Let $A$ be a local ring with nilpotent maximal ideal $\mathfrak{m}$ (i.e., some power of $\mathfrak{m}$ vanishes), and $M$ an $A$-module (not necessarily finitely generated). Let $\bar{S}\subset M/\mathfrak{m}M$ be a set of generators and $S$ a set of representatives of $\bar{S}$ in $M$. Then is it true that $S$ is a set of generators of $M$? This is a common form of Nakayama's lemma with the assumption of finite generation of $M$ replacing the nilpotence of $\mathfrak{m}$. A passage in Matsumura's book "Commutative Ring Theory" (see Theorem 7.10) seems to imply this result, and I can't figure out why.

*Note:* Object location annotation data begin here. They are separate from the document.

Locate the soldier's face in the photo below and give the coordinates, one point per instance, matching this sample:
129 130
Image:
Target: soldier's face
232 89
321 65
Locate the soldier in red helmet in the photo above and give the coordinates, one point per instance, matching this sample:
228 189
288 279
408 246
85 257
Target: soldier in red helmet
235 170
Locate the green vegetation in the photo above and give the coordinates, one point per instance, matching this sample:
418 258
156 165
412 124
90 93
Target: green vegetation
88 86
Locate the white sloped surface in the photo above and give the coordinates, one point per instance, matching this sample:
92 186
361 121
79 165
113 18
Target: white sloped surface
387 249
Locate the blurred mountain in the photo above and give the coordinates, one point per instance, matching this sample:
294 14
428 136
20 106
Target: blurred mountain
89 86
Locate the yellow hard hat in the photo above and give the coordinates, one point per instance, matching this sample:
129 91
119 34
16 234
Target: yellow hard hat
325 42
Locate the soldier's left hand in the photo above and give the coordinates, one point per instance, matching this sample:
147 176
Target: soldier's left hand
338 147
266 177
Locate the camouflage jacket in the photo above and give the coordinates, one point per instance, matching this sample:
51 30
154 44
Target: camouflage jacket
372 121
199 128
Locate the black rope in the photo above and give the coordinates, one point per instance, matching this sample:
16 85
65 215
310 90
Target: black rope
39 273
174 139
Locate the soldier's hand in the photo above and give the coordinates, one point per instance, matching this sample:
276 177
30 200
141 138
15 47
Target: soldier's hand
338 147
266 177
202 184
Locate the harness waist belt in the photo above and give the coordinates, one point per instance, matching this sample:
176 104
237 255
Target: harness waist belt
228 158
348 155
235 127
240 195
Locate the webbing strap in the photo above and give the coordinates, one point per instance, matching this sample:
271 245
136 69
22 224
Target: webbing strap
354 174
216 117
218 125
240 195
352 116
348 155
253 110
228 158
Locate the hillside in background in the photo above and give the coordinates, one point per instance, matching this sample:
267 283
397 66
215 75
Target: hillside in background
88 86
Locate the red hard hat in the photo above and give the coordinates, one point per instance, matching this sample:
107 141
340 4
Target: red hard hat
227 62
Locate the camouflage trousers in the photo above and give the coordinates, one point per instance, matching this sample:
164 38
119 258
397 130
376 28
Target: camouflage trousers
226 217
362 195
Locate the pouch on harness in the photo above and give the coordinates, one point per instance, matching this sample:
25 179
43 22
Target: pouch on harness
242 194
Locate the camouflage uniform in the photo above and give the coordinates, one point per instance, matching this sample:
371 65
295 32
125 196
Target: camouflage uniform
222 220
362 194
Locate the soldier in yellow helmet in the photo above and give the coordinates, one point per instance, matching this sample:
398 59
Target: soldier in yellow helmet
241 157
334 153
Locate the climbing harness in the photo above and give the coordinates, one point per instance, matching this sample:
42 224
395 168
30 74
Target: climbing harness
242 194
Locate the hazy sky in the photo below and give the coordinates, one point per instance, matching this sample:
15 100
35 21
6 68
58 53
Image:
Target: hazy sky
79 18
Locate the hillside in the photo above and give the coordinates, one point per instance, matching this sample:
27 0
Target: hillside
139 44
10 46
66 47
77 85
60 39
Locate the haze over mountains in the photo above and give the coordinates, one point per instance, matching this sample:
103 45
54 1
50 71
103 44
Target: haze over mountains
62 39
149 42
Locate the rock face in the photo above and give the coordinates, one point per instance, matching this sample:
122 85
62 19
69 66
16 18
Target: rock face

[Math] Non-finite version of Nakayama’s lemma
ac.commutative-algebramodules
Best Answer
Dear Kwan,
Let $N$ be the submodule of $M$ generated by $S$. Then by assumption $M = N +\mathfrak m M.$ Iterating this, we find that $$M = N + \mathfrak m (N + \mathfrak m M) = N + \mathfrak m^2 M = \cdots = N + \mathfrak m^n M$$ for any $n > 0.$ If we take $n$ large enough then $\mathfrak m^n = 0$ (by hypothesis). Thus $M = N,$ as desired.
P.S. I've found this to be quite a useful fact!